In 2008, years before nontraded REITs that featured added liquidity, like the Blackstone Real Estate Income Trust Inc., launched, the older version of the product suffered in the commercial real estate downturn. Because of archaic industry rules about pricing illiquid investments, investors believed that nontraded REITs were worth $10 per share one day only to discover their values seemingly overnight had been slashed by 10%, 20%, 30% or more, with little explanation from the REIT companies or their financial advisors.

And right now, the numbers are bad for commercial real estate investors.

Over the past year ended Monday, the Dow Jones U.S. Real Estate Index was down almost 15.7%, while the S&P 500 index increased a little more than a percentage point over the same period. According to a report this month from real estate data firm CoStar Group Inc., the U.S. office vacancy rate hit a new high of 12.9% in the first quarter, which exceeds the peak during the 2008 financial crisis.

That’s a lot of empty cubicles — bad news for any kind of REIT that buys office buildings.

Not all REITs, of course, invest in the same sectors of real estate. Those that have avoided buying office buildings in big cities, like Blackstone REIT, could wind up faring better in the current downturn than others.

But at least one critic of the newfangled REITs remains unconvinced. Is this new mousetrap really better than the old?

Unlike listed REITs, nontraded REITs don’t trade on exchanges and investors have limited liquidity, although Blackstone REIT and other new NAV REITs have a much better ability to pay investors cash for their shares and make them liquid. Because nontraded REITs aren’t priced daily, like listed or traded REITs, their true values remain opaque despite the fact they have a NAV, said Phil Bak, CEO of Armada ETF Advisors.

“Regarding Blackstone REIT and other NAV funds, I think that the damage hasn’t come to pass but it unquestionably will,” Bak said in an interview Monday. He said his firm’s analysis of publicly traded REITs and nontraded REITs shows the latter are overvalued by as much as 30%.

“The publicly traded REITs are priced on the market and have an executable price, meaning that’s what the buildings are worth because that’s what you can sell the REIT for,” Bak said. “With nontraded NAV REITs, you don’t know what it’s really worth. Remember, the building doesn’t know who owns it.”

Bak is not a disinterested observer in this iteration of the nontraded REIT wars. Armada ETF Advisors has registered with the Securities and Exchange Commission to launch a new real estate exchange-traded fund.

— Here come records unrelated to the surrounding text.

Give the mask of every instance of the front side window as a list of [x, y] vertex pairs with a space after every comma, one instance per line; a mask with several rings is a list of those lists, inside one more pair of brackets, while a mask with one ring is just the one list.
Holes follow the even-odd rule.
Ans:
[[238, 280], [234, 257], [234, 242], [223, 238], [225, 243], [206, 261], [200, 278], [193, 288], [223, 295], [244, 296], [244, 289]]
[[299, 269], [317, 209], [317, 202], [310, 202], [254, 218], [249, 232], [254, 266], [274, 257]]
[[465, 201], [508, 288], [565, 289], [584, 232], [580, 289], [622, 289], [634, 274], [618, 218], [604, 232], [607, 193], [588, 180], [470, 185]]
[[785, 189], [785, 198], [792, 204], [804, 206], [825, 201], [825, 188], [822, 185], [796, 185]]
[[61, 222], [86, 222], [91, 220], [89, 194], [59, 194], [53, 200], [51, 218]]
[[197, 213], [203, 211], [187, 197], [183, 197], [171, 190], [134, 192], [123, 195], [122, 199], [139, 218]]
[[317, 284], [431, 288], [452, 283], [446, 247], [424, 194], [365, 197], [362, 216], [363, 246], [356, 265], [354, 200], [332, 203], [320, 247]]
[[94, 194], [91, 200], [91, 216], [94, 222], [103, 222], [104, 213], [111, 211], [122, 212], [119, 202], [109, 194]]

The $70 billion Blackstone REIT is the largest of the NAV REITs and has faced intense scrutiny since December, when it told investors that redemptions had exceeded the monthly limit of 2% of its net asset value in October and 5% for the entire quarter. That pushed the company to prorate, or limit and portion, investor demands. That means some investors who wanted to get their money out of the fund were turned away — at least for the short term.

Investors continue to try to pull money out of the Blackstone REIT. The company reported last week that it had again limited investor redemptions for the month of April, according to published reports.

“Strong performance is what matters and BREIT has delivered: 12% annualized net return since inception over six years ago,” a Blackstone spokesperson wrote in an email. “BREIT is a semi-liquid product and is working exactly as designed. Approximately 96% of our U.S. investors and 93% of investors overall chose to remain in the fund in April.”

Meanwhile, performance of the spiffed-up NAV REITs has been steady despite the recent turmoil in commercial real estate, according to investment bank Robert A. Stanger & Co. Inc. For the year ending in March, the Stanger NAV REIT Total Return Index grew 1.8%, according to the investment bank.

The question is, does the liquidity-focused REIT mousetrap continue to work, even with certain sectors of commercial real estate seeing these extreme market conditions? Or does the updated REIT mechanism buckle, to the cost of investors and financial advisors who sold the product as a safe and steady investment?

The longer workers stay away from office buildings and out of their cubicles, the more likely it is the latter will occur.